The horizontal range of an oblique projectile is equal to the distance through which a projectile has to fall freely from rest to acquire a velocity equal to the velocity of projection in magnitude. The angle of projection is

To solve the problem, we need to find the angle of projection (θ) such that the horizontal range (R) of an oblique projectile is equal to the distance (h) through which a projectile has to fall freely from rest to acquire a velocity equal to the velocity of projection (u) in magnitude. ### Step-by-Step Solution: 1. **Understand the Range of Projectile Motion**: The formula for the horizontal range \( R \) of a projectile launched with an initial velocity \( u \) at an angle \( \theta \) is given by: \[ R = \frac{u^2 \sin 2\theta}{g} \] where \( g \) is the acceleration due to gravity. 2. **Free Fall Distance**: When an object falls freely from rest, the distance \( h \) it falls to reach a velocity \( u \) can be derived from the third equation of motion: \[ v^2 = u^2 + 2gh \] Here, the initial velocity \( u = 0 \) (since it falls from rest), and \( v \) becomes \( u \) (the final velocity).
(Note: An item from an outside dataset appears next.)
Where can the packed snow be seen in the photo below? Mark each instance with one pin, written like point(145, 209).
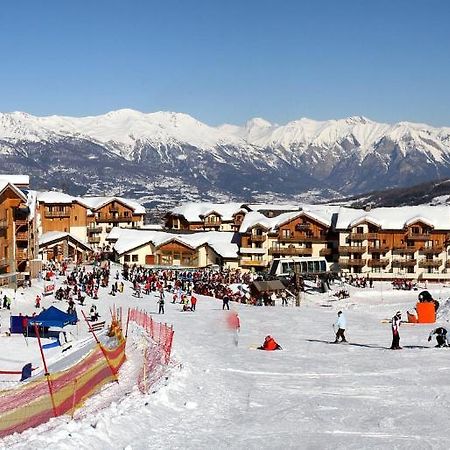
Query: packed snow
point(218, 395)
Thus, we have: \[ u^2 = 0 + 2gh \implies h = \frac{u^2}{2g} \] 3. **Equate the Two Distances**: According to the problem, the horizontal range \( R \) is equal to the distance \( h \): \[ R = h \] Substituting the expressions for \( R \) and \( h \): \[ \frac{u^2 \sin 2\theta}{g} = \frac{u^2}{2g} \] 4. **Simplify the Equation**: We can cancel \( u^2 \) and \( g \) (assuming \( u \neq 0 \) and \( g \neq 0 \)): \[ \sin 2\theta = \frac{1}{2} \] 5. **Find the Angle**: The sine function equals \( \frac{1}{2} \) at specific angles: \[ 2\theta = 30^\circ \quad \text{or} \quad 2\theta = 150^\circ \] Therefore, dividing by 2 gives: \[ \theta = 15^\circ \quad \text{or} \quad \theta = 75^\circ \] 6. **Select the Correct Angle**: The problem asks for the angle of projection. Both \( 15^\circ \) and \( 75^\circ \) are valid, but if we consider typical projectile motion scenarios, we often select the larger angle for maximum range. Thus, the angle of projection is: \[ \theta = 75^\circ \] ### Final Answer: The angle of projection is \( \theta = 75^\circ \).